LE FARFALLE DI GOZZANO
L’ambivalenza costitutiva del presente quale ambito del non più-non ancora in Guido Gozzano si risolverà nelle Farfalle, forse in quella «stanza modesta» nella quale «dormono cento quete / crisalidi in attesa» del compimento della condizione crisalidea, e quindi della conversione al volo. Tuttavia, qui vorrei ricordare Umberto Eco: divagando su Gozzano a partire da un dettaglio dovuto a una mia dimenticanza. Apro Pape Satàn Aleppe e trovo una Bustina dal titolo gozzaniano: Rinasco, rinasco, nel milnovecentoquaranta. Cosí Eco: «La vita altro non è che una lenta rimemorazione dell’infanzia. D’accordo. Ma quello che rende dolce questo rimembrare è che, nella lontananza della nostalgia, ci appaiono belli anche i momenti che allora ci sembravano dolorosi», come «le notti passate nel rifugio antiaereo». Resto perplessa sul «nel» (identificazione precisa di un punctum temporis) che sostituirebbe il «del» (indice di una sensibilità e di una temperie storiche) che figura nell’Amica di nonna Speranza, alla quale, con leggerezza (e fuorviata dal titolo della Bustina), credevo che Eco si riferisse. «Rinasco nel» implica una madeleine: ed è esattamente ciò che Eco ha espresso. Infatti scrive, pensando alla reintroduzione del grembiule nero nelle scuole: «avverto in bocca un sapore di madeleine imbevuta di tiglio, e come Gozzano mi viene da dire ‘rinasco, rinasco, nel milnovecento quaranta’» (questa data è nell’Ipotesi).

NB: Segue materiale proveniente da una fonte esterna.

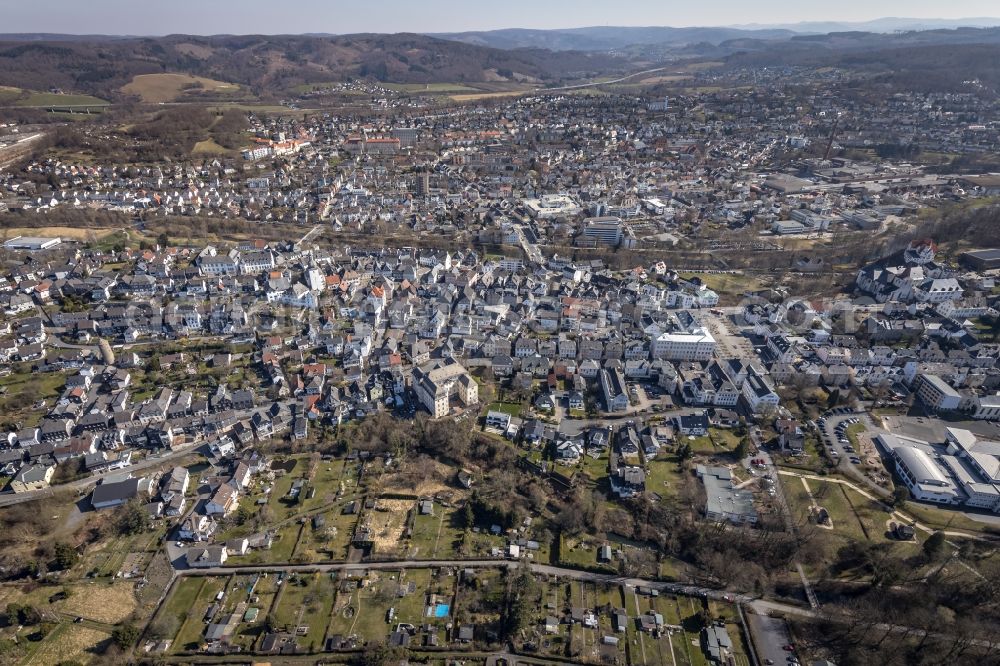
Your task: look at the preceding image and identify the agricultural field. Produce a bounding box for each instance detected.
[0,86,110,108]
[0,366,66,428]
[3,226,115,241]
[56,581,138,624]
[290,499,358,562]
[270,573,335,650]
[383,83,481,93]
[361,499,416,557]
[328,569,455,641]
[122,73,240,104]
[408,504,465,559]
[20,624,111,666]
[191,139,235,155]
[450,90,530,102]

Madeleine, e inoltre straniamento temporale, perché Gozzano ha scritto anche «rinasco, rinasco del mille ottocento cinquanta!» (appunto, nell’Amica di nonna Speranza), a conclusione, nella chambre à souvenirs, del catalogo delle «buone cose di pessimo gusto» – che secondo Eco interpretano una forma di kitsch – date in accumulazione per asindeto, penultima delle quali, in posizione strategica, «il cucù dell’ore», un richiamo letterale alla dimensione del tempo, e il solo elemento, qui, a sottrarsi alla condizione di fissità. E l’«ora antica» è l’«ora vera», Gozzano dirà in Torino, città consolatrice, ma consolatrice solo in absentia, alla maniera dei suoi amori, dei suoi desideri (ad Amalia Guglielminetti: «io non sono innamorato che di me stesso; voglio dire: di ciò che succede in me stesso»). E in Torino d’altri tempi: «E ancora una volta chiederò al sogno, al sogno soltanto, la cosa impossibile a tutti (anche impossibile a Dio): di resuscitare il passato». Perché? Perché il passato non è alterabile, e come orizzonte dell’ormai cristallizzato surroga ogni empito ottativo, realizza una autoesclusione dal presente, l’esenzione cioè sia dalla vita che dalle sue maschere. Il passato può essere ratificato da una fotografia, da un vintage, da un libro, da un gobelin, da una vecchia stampa, da una oleografia, da una storia, da una grafia arcaica, da una assimilatissima letteratura: l’essenziale è che si tratti di una immagine che non muta.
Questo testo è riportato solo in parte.